Reporter: Laurensius Marshall Sautlan Sitanggang | Editor: Rizki Caturini
JAKARTA. Ketua Umum Asosiasi Bank Daerah (Asbanda) Kresno Sediarsi menilai hingga saat ini likuiditas Bank Pembangunan Daerah (BPD) masih sangat bergantung pada dana Anggaran Pendapatan Belanja Daerah (APBD). Saat ini ketergantungan BPD terhadap penempatan dana Pemerintah Daerah (Pemda) masih terbilang tinggi yakni mencapai 70% secara rata-rata.
Kondisi ini menyebabkan perbankan daerah rentan mengalami pengetatan likuiditas ketika Pemda sedang musim menarik dana. "Misalnya, pembayaran gaji PNS (Pegawai Negeri Sipil) setiap tanggal 1 harus cair sementara dana dari Pemda belum masuk ke BPD. Alhasil likuditas BPD menjadi ketat," ujarnya, Rabu (3/5).
Selain itu, Kresno yang juga menjadi Direktur Utama PT Bank DKI Jakarta ini mengatakan jadwal penyaluran dana daerah dalam bentuk Dana Alokasi Umum (DAU) dan Dana Bagi Hasil (DBH) cenderung tidak teratur sehingga mempengaruhi cash flow BPD.
"Konversi dana daerah menjadi SPN (Surat Perbendaharaan Negara) non-tradeable juga membuat BPD kehilangan sumber dana utama," katanya.
Kresno mencontohkan, akibat cenderung tidak terjaganya perputaran dana APBD, pihaknya dan beberapa BPD khususnya yang telah masuk ke kategori bank umum kelompok usaha (BUKU) III telah memasang cash management system (CMS) ke dalam sistem perbankan.
Harapannya lewat CMS, nasabah korporasi dapat dengan mudah untuk melakukan monitoring dan transaksi keuangan secara realtime dan online. "Ini akan menudahkan perusahaan untuk mendapatkan informasi posisi dana dan memberi kemudahan bertransaksi," tambahnya.

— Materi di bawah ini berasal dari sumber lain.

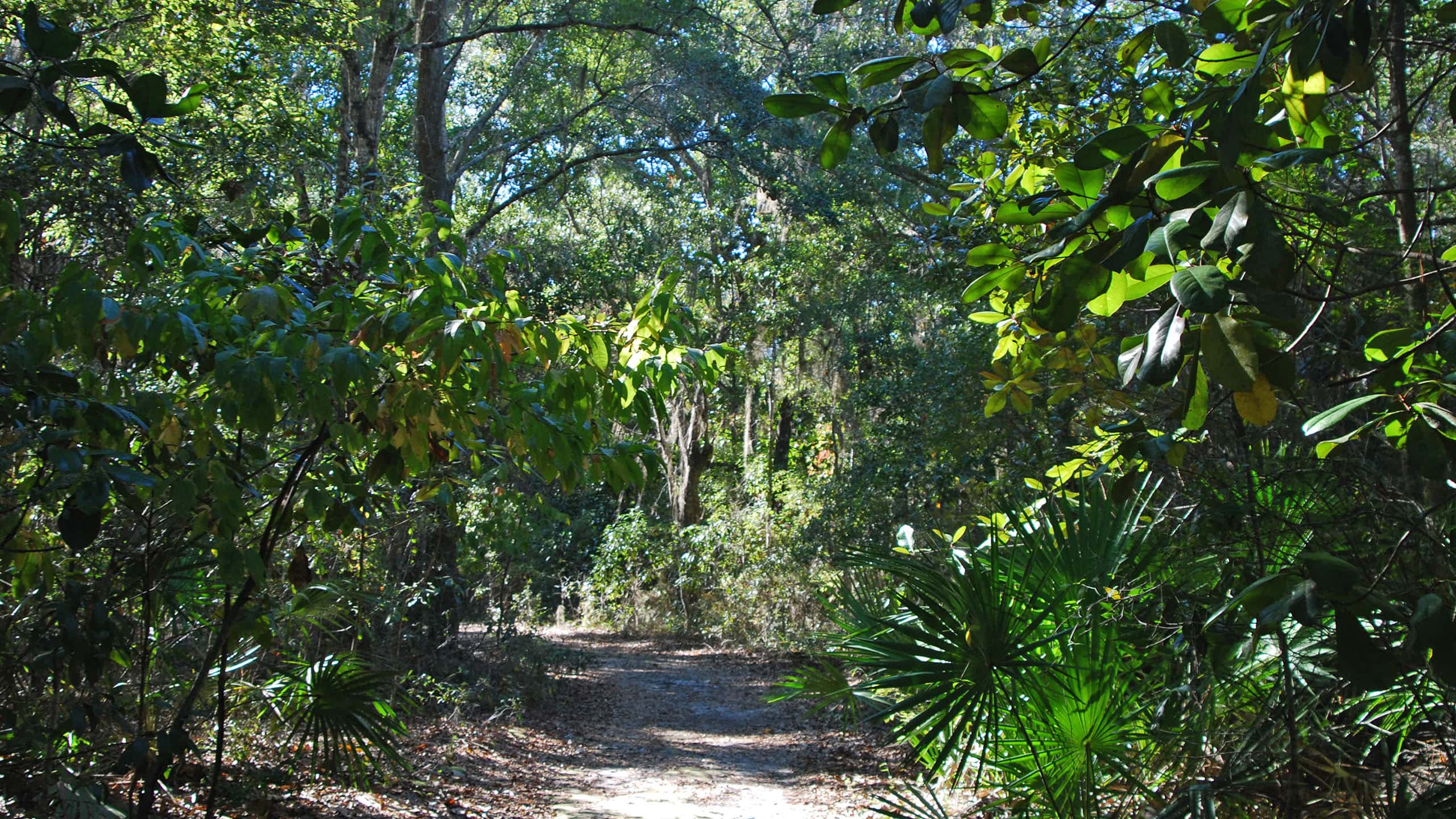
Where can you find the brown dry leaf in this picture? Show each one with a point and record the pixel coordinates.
(1260, 406)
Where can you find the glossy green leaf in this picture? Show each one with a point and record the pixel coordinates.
(1203, 289)
(1228, 353)
(794, 105)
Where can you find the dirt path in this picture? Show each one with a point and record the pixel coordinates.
(648, 730)
(680, 732)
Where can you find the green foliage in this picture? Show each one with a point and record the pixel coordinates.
(336, 716)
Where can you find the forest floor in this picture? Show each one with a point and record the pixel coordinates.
(650, 729)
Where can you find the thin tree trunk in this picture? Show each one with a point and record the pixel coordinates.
(432, 88)
(747, 429)
(1398, 136)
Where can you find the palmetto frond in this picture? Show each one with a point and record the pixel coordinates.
(336, 717)
(976, 636)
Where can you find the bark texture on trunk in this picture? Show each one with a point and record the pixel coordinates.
(686, 454)
(432, 89)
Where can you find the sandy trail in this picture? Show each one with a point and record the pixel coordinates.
(670, 732)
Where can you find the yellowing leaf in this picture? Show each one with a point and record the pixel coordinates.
(1259, 406)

Berdasarkan data yang dihimpun oleh Bank DKI, sampai dengan akhir tahun 2016 tercatat total nasabah korporasi Bank DKI yang telah terintegrasi dengan CMS Bank DKI berjumlah 931. Angka ini naik pesat jika dibandingkan dengan tahun sebelumnya yang hanya berjumlah 99 nasabah korporasi.
Dari jumlah tersebut, sebanyak 778 nasabah berasal dari Pemerintah Provinsi, 115 perusahaan swasta, 22 Badan Usaha Milik Negara (BUMN) dan 16 Badan Usaha Milik Daerah (BUMD).
Meski begitu, hal tersebut dikeluhkan oleh Direktur Utama Bank BPD DIY, Bambang Setiawan. Ia menilai saat tidak seluruh BPD dapat menikmati hal tersebut khususnya BPD BUKU II dan I. "Kami sebenarnya melakukan tapi hanya sebagai internal, karena dalam POJK (Peraturan Otoritas Jasa Keuangan) dan PBI (Peraturan Bank Indonesia), hanya diperbolehkan bank BUKU III dan IV," tutur Bambang.
Atas hal itu, Bambang meminta agar khusus BPD diperbolehkan oleh OJK untuk mengaplikasikan CMS guna memantau perputaran dana serta menjaga kondisi likuditas perbankan. Adapun, sampai saat ini BPD DIY menilai pihaknya sudah tidak bergantung dengan dana APBD yakni hanya 19% dari total dana Bank BPD DIY. Sementara dari sisi likuditas atau Loan to Deposit Ratio (LDR) masih terjaga di level 81% hingga kuartal I-2017.